Previously, in mice, an EGF vaccine dose resulting suboptimal when administered at a single site, induced a robust immune response if fractionated in 2 or 4 limbs [16]. Administering 4 times the dose at 4 anatomic sites did not increase the immune response of mice.

In our clinical data set, we cannot determine which factor was more relevant for improving vaccine immunogenicity: the amount of antigen or the spatial distribution of the antigen load. The distribution of vaccine inoculation has been previously found to have a significant impact on vaccine potency [17, 18]. Theoretically, inoculating a vaccine at multiple sites would increase the total number of precursors that are exposed to the antigen, thereby increasing the number of activated specific effector cells. However, this concept has not been systematically evaluated in the clinical setting.
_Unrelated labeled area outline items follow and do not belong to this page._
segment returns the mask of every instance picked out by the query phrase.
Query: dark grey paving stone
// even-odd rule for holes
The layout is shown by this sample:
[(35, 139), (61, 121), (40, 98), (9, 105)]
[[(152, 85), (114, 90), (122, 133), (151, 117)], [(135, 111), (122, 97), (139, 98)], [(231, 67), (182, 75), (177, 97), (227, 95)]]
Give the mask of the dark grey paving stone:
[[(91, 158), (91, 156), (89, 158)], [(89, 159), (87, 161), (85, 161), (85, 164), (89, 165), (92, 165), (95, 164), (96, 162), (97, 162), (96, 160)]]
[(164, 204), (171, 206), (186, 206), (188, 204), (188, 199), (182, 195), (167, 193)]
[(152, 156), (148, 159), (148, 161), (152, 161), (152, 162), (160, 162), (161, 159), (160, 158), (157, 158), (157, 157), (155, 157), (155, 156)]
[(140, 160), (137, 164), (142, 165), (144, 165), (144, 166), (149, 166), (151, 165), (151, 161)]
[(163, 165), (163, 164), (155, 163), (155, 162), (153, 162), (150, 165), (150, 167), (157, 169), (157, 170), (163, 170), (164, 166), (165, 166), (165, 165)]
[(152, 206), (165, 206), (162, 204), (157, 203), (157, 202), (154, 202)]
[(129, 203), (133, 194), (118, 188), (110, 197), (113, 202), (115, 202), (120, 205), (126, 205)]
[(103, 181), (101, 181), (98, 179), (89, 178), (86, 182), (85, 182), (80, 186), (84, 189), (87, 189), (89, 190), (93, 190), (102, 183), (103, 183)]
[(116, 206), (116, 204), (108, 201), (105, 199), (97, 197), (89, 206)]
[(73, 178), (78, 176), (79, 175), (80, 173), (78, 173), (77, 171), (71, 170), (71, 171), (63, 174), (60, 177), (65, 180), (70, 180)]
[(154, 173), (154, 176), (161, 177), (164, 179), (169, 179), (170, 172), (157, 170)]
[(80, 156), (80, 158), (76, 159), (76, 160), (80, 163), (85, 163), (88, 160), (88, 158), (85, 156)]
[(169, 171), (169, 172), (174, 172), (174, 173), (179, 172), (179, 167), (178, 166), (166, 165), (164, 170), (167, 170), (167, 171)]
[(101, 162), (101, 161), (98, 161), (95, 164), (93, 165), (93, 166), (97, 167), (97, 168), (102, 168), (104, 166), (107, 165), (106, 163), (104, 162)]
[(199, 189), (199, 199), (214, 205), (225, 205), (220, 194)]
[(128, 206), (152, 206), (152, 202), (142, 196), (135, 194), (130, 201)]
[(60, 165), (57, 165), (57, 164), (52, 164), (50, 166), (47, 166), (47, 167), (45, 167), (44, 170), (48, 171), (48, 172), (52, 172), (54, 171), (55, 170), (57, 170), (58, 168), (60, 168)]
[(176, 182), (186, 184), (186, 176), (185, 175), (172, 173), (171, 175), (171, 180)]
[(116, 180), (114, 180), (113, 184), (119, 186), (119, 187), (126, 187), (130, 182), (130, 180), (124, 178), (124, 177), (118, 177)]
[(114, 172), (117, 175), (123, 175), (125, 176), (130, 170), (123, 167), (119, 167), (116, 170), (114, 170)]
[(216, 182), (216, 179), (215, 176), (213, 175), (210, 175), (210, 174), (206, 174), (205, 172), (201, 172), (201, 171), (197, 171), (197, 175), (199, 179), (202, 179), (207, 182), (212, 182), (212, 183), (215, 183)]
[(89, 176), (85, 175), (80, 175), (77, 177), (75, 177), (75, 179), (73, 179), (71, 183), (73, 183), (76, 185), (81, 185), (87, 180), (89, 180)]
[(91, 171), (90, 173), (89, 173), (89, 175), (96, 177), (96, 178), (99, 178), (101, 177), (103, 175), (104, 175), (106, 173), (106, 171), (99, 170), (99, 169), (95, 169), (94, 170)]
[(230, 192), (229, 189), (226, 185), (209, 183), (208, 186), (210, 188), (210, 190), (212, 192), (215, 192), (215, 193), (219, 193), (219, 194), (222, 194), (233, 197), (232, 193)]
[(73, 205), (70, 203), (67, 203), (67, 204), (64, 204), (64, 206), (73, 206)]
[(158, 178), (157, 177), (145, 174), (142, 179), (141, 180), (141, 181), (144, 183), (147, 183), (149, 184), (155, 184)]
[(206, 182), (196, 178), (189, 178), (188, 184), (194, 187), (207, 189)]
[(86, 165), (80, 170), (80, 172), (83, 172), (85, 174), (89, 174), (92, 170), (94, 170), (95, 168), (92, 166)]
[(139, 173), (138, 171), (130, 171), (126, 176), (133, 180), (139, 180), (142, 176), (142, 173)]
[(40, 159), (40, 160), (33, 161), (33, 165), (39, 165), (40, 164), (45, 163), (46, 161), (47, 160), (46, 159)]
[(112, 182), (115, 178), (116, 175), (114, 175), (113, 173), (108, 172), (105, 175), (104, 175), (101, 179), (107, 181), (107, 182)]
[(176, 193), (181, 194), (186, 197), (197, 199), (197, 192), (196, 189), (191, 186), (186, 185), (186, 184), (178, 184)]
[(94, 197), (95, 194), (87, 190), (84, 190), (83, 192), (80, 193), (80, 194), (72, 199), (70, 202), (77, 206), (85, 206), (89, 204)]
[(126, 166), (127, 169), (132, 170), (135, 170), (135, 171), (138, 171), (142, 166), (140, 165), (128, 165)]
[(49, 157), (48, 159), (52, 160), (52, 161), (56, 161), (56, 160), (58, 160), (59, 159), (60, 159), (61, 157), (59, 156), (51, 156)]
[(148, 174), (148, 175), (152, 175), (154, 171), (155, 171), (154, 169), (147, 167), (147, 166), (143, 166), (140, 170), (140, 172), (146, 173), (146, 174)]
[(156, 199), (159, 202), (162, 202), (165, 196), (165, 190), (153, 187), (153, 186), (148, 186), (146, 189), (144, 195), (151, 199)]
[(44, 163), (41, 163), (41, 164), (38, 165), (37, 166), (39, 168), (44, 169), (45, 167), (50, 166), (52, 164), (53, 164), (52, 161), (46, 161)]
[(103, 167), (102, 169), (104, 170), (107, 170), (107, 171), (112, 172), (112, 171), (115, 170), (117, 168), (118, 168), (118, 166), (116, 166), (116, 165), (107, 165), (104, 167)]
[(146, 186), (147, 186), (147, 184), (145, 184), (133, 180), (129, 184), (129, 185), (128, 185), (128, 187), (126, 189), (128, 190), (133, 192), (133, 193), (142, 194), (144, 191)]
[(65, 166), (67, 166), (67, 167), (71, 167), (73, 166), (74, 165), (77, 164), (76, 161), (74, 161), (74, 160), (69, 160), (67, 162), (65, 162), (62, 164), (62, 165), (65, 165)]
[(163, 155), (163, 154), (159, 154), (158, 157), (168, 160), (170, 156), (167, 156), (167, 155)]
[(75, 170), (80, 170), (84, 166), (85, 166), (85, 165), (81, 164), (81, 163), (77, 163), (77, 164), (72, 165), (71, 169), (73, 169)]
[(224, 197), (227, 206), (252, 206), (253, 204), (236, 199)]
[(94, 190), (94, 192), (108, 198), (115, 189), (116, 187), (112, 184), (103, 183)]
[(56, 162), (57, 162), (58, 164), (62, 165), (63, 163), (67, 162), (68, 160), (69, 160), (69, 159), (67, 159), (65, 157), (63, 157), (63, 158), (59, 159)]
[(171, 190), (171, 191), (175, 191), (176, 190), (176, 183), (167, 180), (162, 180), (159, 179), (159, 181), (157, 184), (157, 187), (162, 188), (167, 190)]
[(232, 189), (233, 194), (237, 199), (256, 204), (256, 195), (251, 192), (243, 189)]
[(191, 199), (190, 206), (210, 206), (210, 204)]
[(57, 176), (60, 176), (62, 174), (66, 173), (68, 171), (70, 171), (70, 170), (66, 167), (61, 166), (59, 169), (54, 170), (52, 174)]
Conversely, increasing the dose has not always been correlated with greater antigenicity. Many clinical trials have evaluated the impact of dose escalation and there was found to be no direct relationship between dose and immune response [1921]. Still, reduction of antigen below a minimal threshold can bring the response to a halt and in contrast, persistence of the antigen may stop the immune response through the deletion of effector cells [22]. As a corollary, the optimal dose should be established for each vaccine in the clinical setting.

Even though we have preliminary evidences of improved immunogenicity and clinical benefit of the new vaccination approach, the definitive information will come out after closing enrolment and follow-up of the patients in the ongoing Phase III trial.

Nonetheless, we still have many pending questions: can the immune response be augmented or have we reached a plateau? Could we have the same effect by vaccinating with low dose at multiple sites? Would we induce clonal exhaustion after repeatedly vaccinating with a high dose? Which other manipulations can be done to improve immunogenicity (vaccination in lymphopenia, distinct prime and boosting? So far, a parallel trial evaluating a vaccine-chemotherapy-vaccine schedule is ongoing. The rationale behind is to expand the immune precursors before chemotherapy, to facilitate their preferential homeostatic recovery by re-immunizing after the cytotoxic regimen.

In summary, the evidence of higher immunogenicity and clinical benefit of the new vaccination dose and method is consolidating; the next step would be to confirm if all vaccinated patients had a significantly better survival as compared to controls. The final result of this trial is eagerly awaited.